Reference: pipeline

The orchestration module. Currently exposes one command: polish.

polish

Iterative critic loop. Optionally generates a draft, runs deterministic + LLM critics, applies targeted patches per finding, repeats until convergence.

polish [--level <string>] [--max-passes <int>]
       [--lix-min <int>] [--lix-max <int>] [--repeat-min-length <int>]
       [--brief <string>] [--verbose] [...text]
Flag Default What
-L, --level editorial One of light, editorial, publication
--max-passes 4 Hard cap on iterations
--lix-min 30 Lower Lix threshold (below = “too monotone”)
--lix-max 50 Upper Lix threshold (above = “too heavy”)
--repeat-min-length 4 Flag n-grams of this length that repeat
--brief Original brief — used as anti-drift anchor on each patch instruction
-v, --verbose off Log each pass and revision log to stderr
...text Text inline (otherwise via pipe)

Input resolution order:

  1. ...text positional args (joined with spaces)
  2. Pipe input (string or list)
  3. --brief argument — generates an initial draft via generate.draft, then polishes it

If none of the three is provided, errors.

Pipe input must be a string (or list of strings). Markdown AST tables (from open file.md without --raw) are rejected with a clear error.

Critic levels

light

  • Deterministic: lix, repeats
  • LLM: proof

Fast and cheap. Suitable for emails, short drafts.

editorial (default)

  • Everything in light
  • LLM: readability (triggers a finding only if level is hard or very hard)

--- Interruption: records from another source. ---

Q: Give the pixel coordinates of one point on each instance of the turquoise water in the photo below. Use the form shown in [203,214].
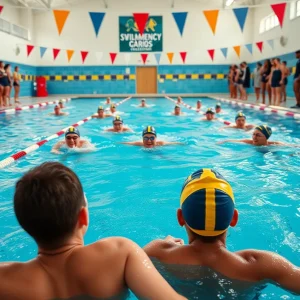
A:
[135,193]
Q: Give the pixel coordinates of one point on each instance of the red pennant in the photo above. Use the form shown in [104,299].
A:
[55,53]
[29,49]
[183,56]
[144,57]
[279,10]
[141,21]
[84,55]
[260,46]
[113,57]
[211,53]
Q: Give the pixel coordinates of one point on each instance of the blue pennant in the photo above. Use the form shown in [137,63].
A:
[97,19]
[241,15]
[180,19]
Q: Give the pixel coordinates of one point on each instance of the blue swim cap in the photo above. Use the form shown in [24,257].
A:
[207,203]
[72,130]
[265,130]
[150,130]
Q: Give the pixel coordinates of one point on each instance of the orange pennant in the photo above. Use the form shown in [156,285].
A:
[70,54]
[212,18]
[237,50]
[60,18]
[170,56]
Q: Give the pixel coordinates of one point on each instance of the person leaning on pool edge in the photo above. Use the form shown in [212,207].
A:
[207,210]
[50,206]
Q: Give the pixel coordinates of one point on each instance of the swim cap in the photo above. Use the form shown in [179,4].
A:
[207,203]
[210,111]
[265,130]
[72,130]
[117,118]
[240,115]
[149,129]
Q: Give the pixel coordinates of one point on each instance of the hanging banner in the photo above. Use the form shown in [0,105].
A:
[60,19]
[180,19]
[250,48]
[241,16]
[157,57]
[84,54]
[212,18]
[70,54]
[224,51]
[211,53]
[132,41]
[183,56]
[170,56]
[279,11]
[29,49]
[42,51]
[97,19]
[237,50]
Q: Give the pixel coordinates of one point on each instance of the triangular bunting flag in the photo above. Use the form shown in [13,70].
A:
[55,53]
[113,57]
[279,11]
[97,19]
[141,21]
[241,15]
[260,46]
[84,54]
[42,51]
[237,50]
[271,43]
[29,49]
[250,48]
[60,18]
[212,18]
[157,57]
[180,19]
[224,51]
[70,54]
[144,57]
[183,56]
[211,53]
[170,56]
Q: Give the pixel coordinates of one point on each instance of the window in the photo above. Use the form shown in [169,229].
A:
[268,23]
[294,9]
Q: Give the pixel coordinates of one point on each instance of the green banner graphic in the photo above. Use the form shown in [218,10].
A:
[132,41]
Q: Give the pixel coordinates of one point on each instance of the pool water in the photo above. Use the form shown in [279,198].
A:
[133,192]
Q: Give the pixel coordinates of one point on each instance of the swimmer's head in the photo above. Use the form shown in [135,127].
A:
[149,137]
[218,108]
[72,137]
[207,206]
[118,123]
[50,206]
[240,120]
[209,114]
[261,135]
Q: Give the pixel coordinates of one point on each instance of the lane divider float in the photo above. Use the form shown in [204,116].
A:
[7,161]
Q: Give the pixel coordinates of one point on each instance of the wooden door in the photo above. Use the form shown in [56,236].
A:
[146,80]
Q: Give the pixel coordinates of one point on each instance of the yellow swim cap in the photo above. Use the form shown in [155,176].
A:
[207,203]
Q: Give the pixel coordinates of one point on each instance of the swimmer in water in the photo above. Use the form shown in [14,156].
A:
[50,205]
[260,137]
[150,139]
[57,112]
[72,140]
[240,122]
[207,210]
[118,126]
[100,114]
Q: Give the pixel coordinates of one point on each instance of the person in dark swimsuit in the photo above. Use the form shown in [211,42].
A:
[265,73]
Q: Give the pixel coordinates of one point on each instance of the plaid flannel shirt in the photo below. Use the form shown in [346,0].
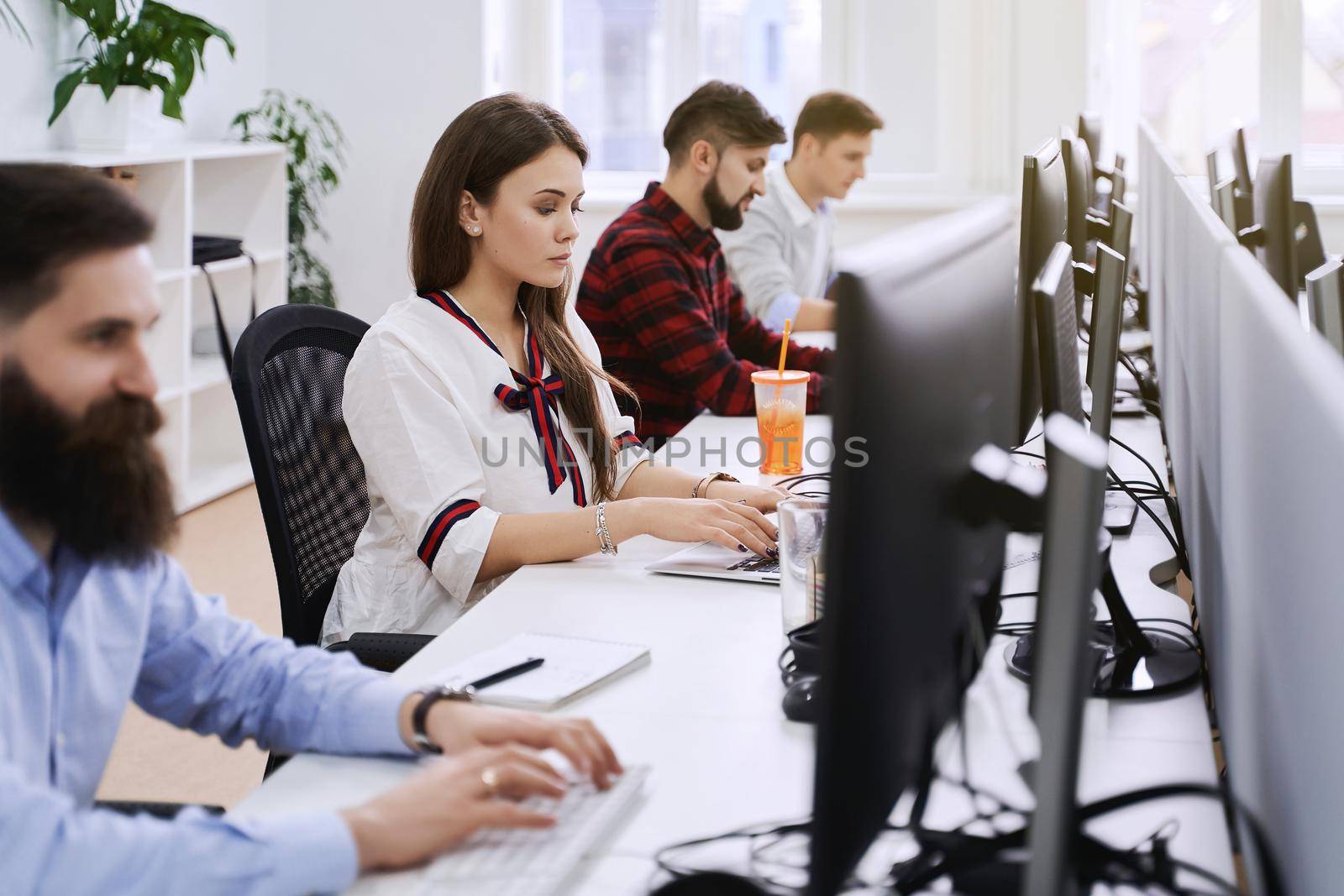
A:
[671,324]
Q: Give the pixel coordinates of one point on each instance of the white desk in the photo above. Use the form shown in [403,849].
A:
[706,711]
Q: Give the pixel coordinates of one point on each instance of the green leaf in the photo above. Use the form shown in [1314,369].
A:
[172,100]
[65,90]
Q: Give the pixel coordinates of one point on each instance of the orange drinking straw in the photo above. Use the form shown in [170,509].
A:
[779,385]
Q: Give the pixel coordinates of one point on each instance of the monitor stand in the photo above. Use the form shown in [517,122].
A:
[1129,660]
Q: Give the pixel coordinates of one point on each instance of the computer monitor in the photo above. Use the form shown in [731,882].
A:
[1277,222]
[1070,571]
[911,586]
[1326,298]
[1225,202]
[1241,161]
[1104,345]
[1089,130]
[1045,222]
[1310,249]
[1120,238]
[1057,336]
[1137,661]
[1081,186]
[1119,184]
[1121,230]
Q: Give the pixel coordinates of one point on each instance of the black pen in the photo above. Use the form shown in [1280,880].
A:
[504,674]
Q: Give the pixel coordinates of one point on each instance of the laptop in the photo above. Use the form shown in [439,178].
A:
[717,562]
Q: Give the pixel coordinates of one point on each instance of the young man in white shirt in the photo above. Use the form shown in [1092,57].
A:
[783,254]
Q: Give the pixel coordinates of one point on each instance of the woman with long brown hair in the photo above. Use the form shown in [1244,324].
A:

Recommended default for longer drafts.

publication

  • Everything in editorial
  • LLM (warnings, not auto-fixes): factcheck, quotes

The warning kind is reported on stderr and requires human review. The loop still applies the editorial-level fixes.

How findings become patches

Each finding has a kind, severity, description and instruction. The apply-fix step routes by kind:

  • proof — special case; the finding includes a replacement field, the entire text is replaced.
  • All others — generic patch via rw <instruction>. If --brief is set, the brief is appended to the rw prompt as an anti-drift anchor.

Stop conditions

The loop breaks on the first of:

  1. No findings — pass completes with zero findings. Logged as “clean”.
  2. Hash convergencesha256 of the draft unchanged after applying all fixes in a pass.
  3. Max passes — pass count equals --max-passes.

Output

  • stdout: the final polished text (or the resolved initial text if --max-passes 0).
  • stderr (only with --verbose):
    • Per-pass finding summaries
    • A revision log table
    • Warnings (at --level publication)

This split means polish can be piped without contaminating downstream commands:

open --raw draft.md | polish --verbose | to-pdf out.pdf

Example

open --raw draft.md \
  | polish --level editorial \
    --brief "blog post about espresso for home baristas" \
    --lix-min 30 --lix-max 50 \
    --max-passes 4 \
    --verbose \
  > polished.md

Alias: ,po

Dependencies

polish imports from transform.nu (rw, proof), analyze.nu (lix, repeats, readability), validate.nu (factcheck, quotes) and generate.nu (draft, for --brief-only invocations). All imports happen at module load — no runtime cost.